A recent version of new budgetary measures being considered in the Senate — which needs to be passed to prevent a fresh government shutdown — added another $3.43 billion for detentions and $5.08 billion for “Enforcement and Removal Operations.” This version, negotiated with Senate Democrats before some started having slight spasms of conscience, as one commentator notes, would mean that the Minneapolis model could become “business as usual.”

This accelerating engorgement of ICE comes with a change in the character of the people it recruits. Even with offers of $50,000 starting bonuses and tuition reimbursement, ICE is recruiting from the margins of the carceral state. Corrections officials, for example, are “jumping ship” for ICE en masse. It seems likely that those trained to discipline and punish convicts using violence will bring that training and disposition to their new roles on the streets. New recruits are also being deployed despite not having been screened for disqualifying criminal convictions or for failing drug tests. Journalist Laura Jedeed was able to apply to ICE without paperwork or a background test and receive an offer within days. And ICE has cut short its entry-level training to forty-seven days — a number selected, naturally, to honor the forty-seventh president.

The inevitable result of this scramble to expand the agency’s muscle is the fortification of an unwillingness and incapability to hew to legalistic constraints on violence. While there is no exact historical parallel for ICE, there is a parallel for its recruitment style in the Pinkertons, who “gathered in from the gambling dens and slums of our large cities . . . creatures who are outcasts from decent society.” Labor leaders like the Knights of Labor’s Terence Powderly, who offered this description, pointed to the shady character of recruits as a reason for anti-Pinkerton legislation.

A year ago, Trump’s pardon spree might have raised concerns that the Proud Boys and the Oath Keepers would become contemporary versions of Ernst Röhm’s Sturmabteilung, the original paramilitary wing of the Nazi party. Today that worry looks quaint. Rather than needing to outsource the suppression of political difference, the administration — at times with the aid of blinkered House Democrats — is building in-house capacity to do the same job. This is the inverse of the privatization strategy run through Elon Musk’s Department of Government Efficiency (DOGE), Palantir, and BlackRock. But it shows that autocratic state capacity can be sewn together in many ways, and there is no reason to fetishize the perils of outsourcing if even worse dangers await when the same capacity is constructed within the government.

As the November elections start to come into focus, there is a real question about how and where the enlarged faculty of ICE will be used, and how much it will disrupt the capacity of Americans to vote and of progressive candidates to mobilize. Having built a machine of muscle, sinew, and greased gun-metal, there is inevitable pressure toward its use. As we know from the policing context, once a military-grade force is built up, it’s very hard to resist its use — if only because its personnel become restive. Disuse, after all, would be a waste of taxpayer dollars. And the target lists have already been drawn up and justified through media blitzes on right-wing media.

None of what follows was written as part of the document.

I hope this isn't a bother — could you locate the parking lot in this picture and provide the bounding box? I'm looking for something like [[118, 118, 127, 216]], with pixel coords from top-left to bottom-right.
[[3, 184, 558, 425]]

If the violence in Minneapolis is cleaving open a path to generalized political suppression, are there off-ramps? It’s hard to see any easy or straightforward ones. Electoral outcomes will be crucial, but there’s every reason to expect an acceleration of violence up to the November midterms. Standing firm in the face of such threats will require fortitude from both leaders and ordinary people. The solidarity evinced by last week’s Minneapolis general strike is an admirable model in this regard.

The Left and center have strong reasons to seek alliances at a moment of rebarbative and violent reaction, but efforts forging such bonds will amount to nothing if mainstream politicians misunderstand how dramatically the ground is shifting under them. Perhaps the materialization of actual indictments against Jacob Frey and Tim Walz will serve to concentrate minds muddled by decades of havering moral compromise, but you never know. The project of American demilitarization, already a complex and fraught one, in short, just got a considerable degree more difficult.